INDUSTRY.co.id - Jakarta- Otoritas Jasa Keuangan memastikan sebanyak 21 penyelenggara tekfin maupun inovasi keuangan digital sudah melakukan pengajuan pencatatan usaha sesuai amanat POJK Nomor 13/POJK.02/2018.

Advertisement

"Per 31 Oktober 2018, OJK telah menerima 21 dokumen pengajuan pencatatan usaha," kata Deputi Komisioner OJK Institute Sukarela Batunanggar kepada awak media di Jakarta, Jumat (2/11/2018)

Ia menjelaskan penyelenggara tekfin maupun inovasi keuangan digital tersebut antara lain berasal dari ruang lingkup aktivitas jasa keuangan lainnya yaitu satu jasa jual beli emas online, satu jasa laku pandai dan satu jasa lelang.

Advertisement

Kemudian, ruang lingkup pendukung pasar yaitu empat jasa agregator, ruang lingkup pengelolaan investasi yaitu dua jasa financial planner serta ruang lingkup penghimpunan dan penyaluran dana yaitu tiga jasa "peer to peer lending".

Selain itu, ruang lingkup penghimpunan modal yaitu satu jasa blockchain dan satu jasa crowdfunding, ruang lingkup penyelesaian transaksi yaitu satu jasa fasilitas transaksi, satu jasa pembayaran dan satu jasa pembayaran dan crowdfunding.

Advertisement

Dari ruang lingkup pendukung keuangan digital lainnya yaitu satu jasa credit scoring, satu jasa credit scoring dan E-KYC dan satu jasa verifikasi nasabah online serta ruang lingkup perasuransian yaitu satu jasa klaim asuransi secara online.

Batunanggar mengharapkan penyelenggaran tekfin maupun inovasi keuangan digital yang belum melapor untuk segera mencatatkan usaha di OJK, terutama hingga 15 Desember 2018, yang merupakan batas akhir klustering tahap pertama.

Advertisement

Ia menegaskan penerbitan peraturan ini bertujuan untuk membangun prinsip maupun ekosistem keuangan digital yang kuat, apalagi saat ini bisnis berbasis keuangan digital sedang berkembang pesat dengan permintaan yang tinggi.

"Perkembangan tekfin ini sangat dinamis, cepat dan beragam, namun yang penting kita membangun prinsipnya dulu secara kuat, termasuk bisnis conduct atau kode etik, agar sesuai dengan perkembangan," kata Batunanggar.

Sebelumnya, OJK menerbitkan POJK Nomor 13/POJK.02/2018 mengenai inovasi keuangan digital di sektor keuangan untuk memetakan bisnis keuangan digital, memperkenalkan inklusi keuangan digital dan melindungi konsumen.

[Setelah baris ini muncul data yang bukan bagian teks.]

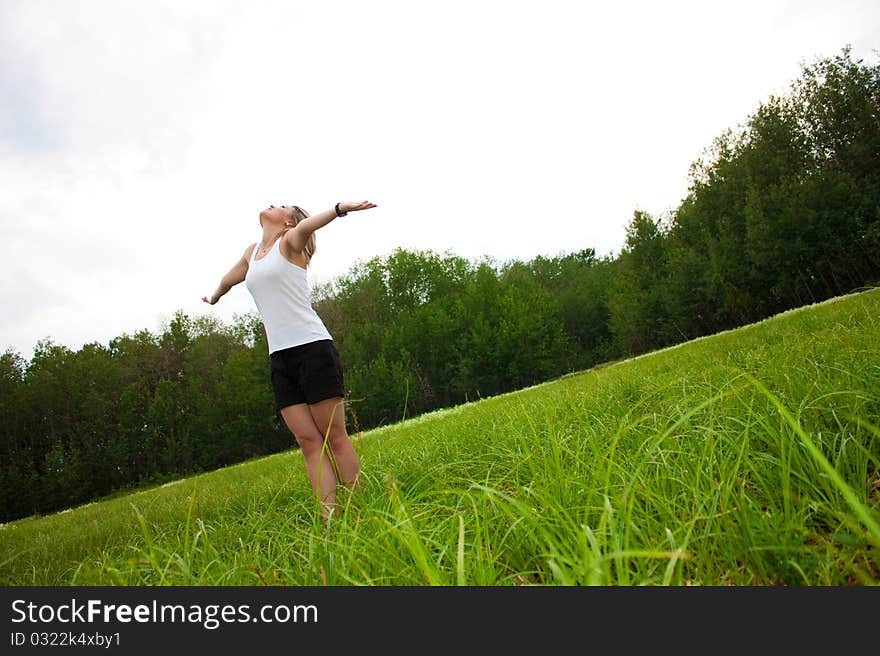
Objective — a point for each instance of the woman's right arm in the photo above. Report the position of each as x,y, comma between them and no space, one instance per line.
234,276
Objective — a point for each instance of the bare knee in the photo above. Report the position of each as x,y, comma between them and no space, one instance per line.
337,438
308,440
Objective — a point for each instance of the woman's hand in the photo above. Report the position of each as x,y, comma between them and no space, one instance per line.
345,208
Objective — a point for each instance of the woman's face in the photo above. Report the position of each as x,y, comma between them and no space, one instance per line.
276,214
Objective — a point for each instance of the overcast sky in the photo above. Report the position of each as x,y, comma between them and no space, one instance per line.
140,139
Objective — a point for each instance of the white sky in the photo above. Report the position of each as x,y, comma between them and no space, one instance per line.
140,139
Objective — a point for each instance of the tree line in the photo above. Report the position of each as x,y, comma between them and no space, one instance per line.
781,211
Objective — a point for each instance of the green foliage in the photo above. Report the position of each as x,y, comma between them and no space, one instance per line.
781,212
751,457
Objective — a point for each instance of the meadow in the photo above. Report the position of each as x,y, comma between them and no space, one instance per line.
751,457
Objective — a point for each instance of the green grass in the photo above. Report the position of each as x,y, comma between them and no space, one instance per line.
751,457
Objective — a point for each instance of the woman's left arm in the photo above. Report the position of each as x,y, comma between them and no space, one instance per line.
298,237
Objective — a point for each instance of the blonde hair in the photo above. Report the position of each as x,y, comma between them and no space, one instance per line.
297,214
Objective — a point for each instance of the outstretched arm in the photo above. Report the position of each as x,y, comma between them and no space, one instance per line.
298,237
234,276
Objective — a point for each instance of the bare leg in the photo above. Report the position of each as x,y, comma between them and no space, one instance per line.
319,466
329,417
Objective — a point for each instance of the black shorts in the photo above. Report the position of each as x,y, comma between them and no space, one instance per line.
306,374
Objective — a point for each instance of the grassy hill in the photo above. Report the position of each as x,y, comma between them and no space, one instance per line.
751,457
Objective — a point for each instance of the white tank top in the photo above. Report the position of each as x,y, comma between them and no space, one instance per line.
281,291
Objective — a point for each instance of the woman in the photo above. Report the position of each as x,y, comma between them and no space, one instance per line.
307,378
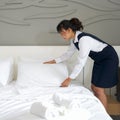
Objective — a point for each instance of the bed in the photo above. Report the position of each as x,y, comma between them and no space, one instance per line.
26,84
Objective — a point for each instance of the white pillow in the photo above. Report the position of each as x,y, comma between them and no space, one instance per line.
38,74
6,71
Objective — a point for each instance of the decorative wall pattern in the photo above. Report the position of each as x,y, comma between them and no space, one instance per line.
33,22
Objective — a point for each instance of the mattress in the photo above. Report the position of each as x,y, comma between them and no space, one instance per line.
15,103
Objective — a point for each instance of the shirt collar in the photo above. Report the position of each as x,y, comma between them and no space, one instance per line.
76,36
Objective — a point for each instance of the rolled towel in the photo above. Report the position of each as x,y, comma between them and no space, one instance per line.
64,100
44,110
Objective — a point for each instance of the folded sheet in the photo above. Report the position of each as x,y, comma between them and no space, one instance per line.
44,110
64,100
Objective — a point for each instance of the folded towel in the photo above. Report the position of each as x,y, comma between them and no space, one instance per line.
64,100
44,110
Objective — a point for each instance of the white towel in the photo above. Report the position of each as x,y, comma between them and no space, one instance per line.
64,100
44,110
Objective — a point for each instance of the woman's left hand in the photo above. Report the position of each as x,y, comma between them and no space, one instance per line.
66,82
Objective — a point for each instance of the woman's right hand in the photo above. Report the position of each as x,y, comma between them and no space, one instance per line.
50,62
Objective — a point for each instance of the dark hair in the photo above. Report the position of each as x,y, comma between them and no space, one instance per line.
75,24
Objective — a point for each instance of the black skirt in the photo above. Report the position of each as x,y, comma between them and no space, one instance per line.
105,69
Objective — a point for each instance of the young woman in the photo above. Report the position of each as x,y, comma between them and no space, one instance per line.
104,74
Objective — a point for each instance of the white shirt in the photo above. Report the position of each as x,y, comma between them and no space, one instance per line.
86,44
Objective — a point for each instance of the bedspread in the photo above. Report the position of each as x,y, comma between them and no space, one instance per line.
15,103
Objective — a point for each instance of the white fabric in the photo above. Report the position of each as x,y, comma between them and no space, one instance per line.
38,74
86,44
44,110
6,71
15,106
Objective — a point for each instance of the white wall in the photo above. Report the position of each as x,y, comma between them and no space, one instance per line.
33,22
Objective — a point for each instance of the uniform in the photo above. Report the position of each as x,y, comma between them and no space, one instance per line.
105,58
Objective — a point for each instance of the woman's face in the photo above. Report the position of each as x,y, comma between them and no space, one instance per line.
67,34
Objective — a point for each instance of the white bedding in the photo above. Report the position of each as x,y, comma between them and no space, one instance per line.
15,103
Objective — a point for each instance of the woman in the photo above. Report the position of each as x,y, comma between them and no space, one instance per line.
104,74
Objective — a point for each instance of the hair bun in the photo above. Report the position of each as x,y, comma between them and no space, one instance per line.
76,24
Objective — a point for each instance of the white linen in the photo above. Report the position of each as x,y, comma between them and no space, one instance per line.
37,74
6,71
16,106
44,110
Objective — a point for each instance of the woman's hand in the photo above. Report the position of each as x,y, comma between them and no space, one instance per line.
66,82
50,62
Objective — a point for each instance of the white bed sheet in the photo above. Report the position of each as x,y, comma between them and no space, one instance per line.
15,103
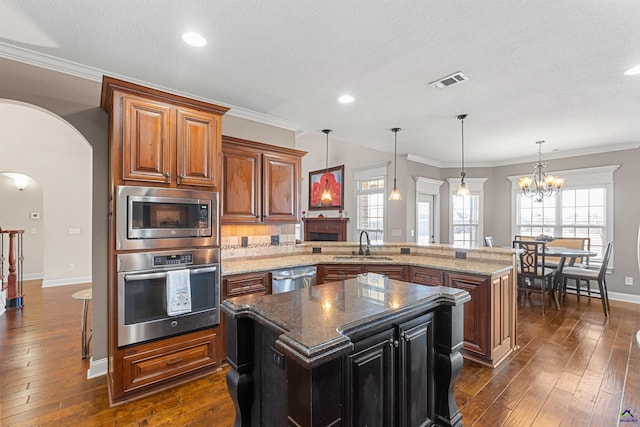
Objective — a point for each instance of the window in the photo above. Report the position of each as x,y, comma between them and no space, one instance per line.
466,219
465,213
370,208
584,208
370,192
424,219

Secara umum, POJK yang efektif berlaku 16 September 2018 ini terdiri dari beberapa proses analisa yang dimulai dari proses pencatatan, regulatory sandbox hingga pendaftaran.

Dalam proses pencatatan, para penyelenggara inovasi keuangan digital harus mencatatkan usaha dengan persyaratan yang ditetapkan oleh OJK.

Kemudian terdapat proses klustering yang termasuk diantaranya mekanisme prototyping yang akan mengakomodasi inovasi untuk diikutkan dalam proses ujicoba di regulatory sandbox.

Setelah pengujian tersebut, terdapat tiga hasil yang akan dihasilkan bagi penyelenggara inovasi keuangan digital yaitu direkomendasikan, perbaikan dan tidak direkomendasikan.

Bagi penyelenggara inovasi yang mendapatkan status direkomendasikan maka dapat terus menjalankan bisnis dan melanjutkan proses pendaftaran di OJK.

Namun, bagi yang mendapatkan status perbaikan, maka penyelenggara inovasi harus memperbaiki bisnis model dan bisnis proses dalam waktu enam bulan, atau pencatatan usaha akan dicabut.

Selain itu, bagi yang mendapatkan status tidak direkomendasikan, berarti OJK tidak menyarankan inovasi dijalankan sehingga harus ditutup karena membahayakan masyarakat.